When I started this blog in late 2009, which was predominantly aimed at holding me accountable, learning from others and sharing my journey to early retirement in the small hope it might help some others, even Mr Money Mustache hadn’t yet arrived on the scene.  To my knowledge that didn’t occur until 2011.

Even at that point the UK FIRE blogger scene was still pretty quiet.  Of course the great Monevator was running full steam ahead but at that time my feeling was that his site was more investing focused for which I must once again tip my hat and say a massive thanks for everything he has taught me.  To my knowledge the UK FIRE blogs didn’t really start to ramp until around 2013 after which blogs like The FIRE Starter and Quietly Saving appeared who each continue to put their own unique and interesting spin on things.  This has continued to the present day with new unique blogs like Young FI Guy, Ms Ziyou, Gentleman’s Family Finances and Fire v London all sharing something new regularly.

Saturday, 24 November 2018

FIRE day!

“Retirement is the withdrawal from one's position or occupation or from one's active working life. ...  Retirement is generally considered to be "early" if it occurs before the age (or tenure) needed for eligibility for support and funds from government or employer-provided sources. Early retirees typically rely on their own savings and investments to be self-supporting, either indefinitely or until they begin receiving external support.” Source
It’s an exciting time in the RIT household as I’m now calling myself FIRE, Financial Independence Retire Early.  I’ve worked my notice period, completed a professional handover of responsibilities, was given a fabulous send off by the company I worked for, surrendered my identification card and then walked out the door.

I guess that confirms I’m now jobless but am I really FIRE?  Do I really have enough savings and investments to be self supporting ‘indefinitely’?  Let’s start with the level of wealth that I go into the next stage of my life with:
RIT progress towards FIRE
Click to enlarge, RIT progress towards FIRE

That’s just a whisker over £1.3 million.

Saturday, 27 October 2018

NS&I loses some lustre

In recent weeks there appeared to be a glimmer of hope appearing that I might be able to get a little more interest on my cash and cash-like (NS&I Index Linked Savings Certificates) holdings.  This was of interest to me as I currently have in excess of £300,000 in these products in readiness for a home purchase and to help me live off dividends only in my soon to be early retirement.

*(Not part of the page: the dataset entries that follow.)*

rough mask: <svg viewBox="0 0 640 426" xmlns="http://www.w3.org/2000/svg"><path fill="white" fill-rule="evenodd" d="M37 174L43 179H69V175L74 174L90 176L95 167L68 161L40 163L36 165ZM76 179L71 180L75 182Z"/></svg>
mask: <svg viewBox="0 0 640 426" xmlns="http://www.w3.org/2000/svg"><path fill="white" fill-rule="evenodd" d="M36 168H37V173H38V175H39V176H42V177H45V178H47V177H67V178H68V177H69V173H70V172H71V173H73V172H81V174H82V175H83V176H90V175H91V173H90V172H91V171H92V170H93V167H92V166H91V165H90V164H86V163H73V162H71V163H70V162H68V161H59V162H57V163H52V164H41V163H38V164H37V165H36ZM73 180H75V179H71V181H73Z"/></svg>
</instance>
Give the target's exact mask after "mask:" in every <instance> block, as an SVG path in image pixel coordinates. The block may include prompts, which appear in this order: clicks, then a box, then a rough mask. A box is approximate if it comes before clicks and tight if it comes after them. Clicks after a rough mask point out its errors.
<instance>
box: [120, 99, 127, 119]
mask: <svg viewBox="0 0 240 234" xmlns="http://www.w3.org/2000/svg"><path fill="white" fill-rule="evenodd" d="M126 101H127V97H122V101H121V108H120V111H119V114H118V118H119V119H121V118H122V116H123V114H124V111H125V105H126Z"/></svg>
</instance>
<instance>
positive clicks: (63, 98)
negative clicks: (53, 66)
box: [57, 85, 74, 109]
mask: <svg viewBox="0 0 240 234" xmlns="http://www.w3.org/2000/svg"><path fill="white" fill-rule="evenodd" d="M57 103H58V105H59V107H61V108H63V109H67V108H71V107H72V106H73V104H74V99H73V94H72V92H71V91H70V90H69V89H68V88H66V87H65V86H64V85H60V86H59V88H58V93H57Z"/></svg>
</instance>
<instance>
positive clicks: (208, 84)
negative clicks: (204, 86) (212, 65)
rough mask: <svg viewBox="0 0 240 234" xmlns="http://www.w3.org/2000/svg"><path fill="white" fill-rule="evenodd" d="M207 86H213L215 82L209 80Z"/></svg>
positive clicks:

It started with Goldman Sachs entering the UK savings account market with their Marcus account paying an annualised 1.5%.  Nothing to get excited about given, that after I pay my additional rate tax of 45%, that reduces to 0.83% meaning in inflation adjusted terms I’m still going backwards at a rate of knots with the RPI currently sitting at 3.3%.  Even for those with a basic rate tax of 20% this account still sees you going backwards in real terms, both before or after you've used your £1,000 basic rate tax free personal savings allowance, as you’ll only end up with 1.5% (within the tax free personal savings allowance) or 1.2%  (post the tax free savings allowance) in your pocket.  Still better than a poke in the eye with a pointy stick as it puts an extra £222 into my pocket annually when compared to the savings product I ditched.

Then Charter Savings Bank popped in with a slightly lower annualised 1.4%.  Again, nothing to write home about, but better than what I did have meaning an extra £153 in my pocket annually.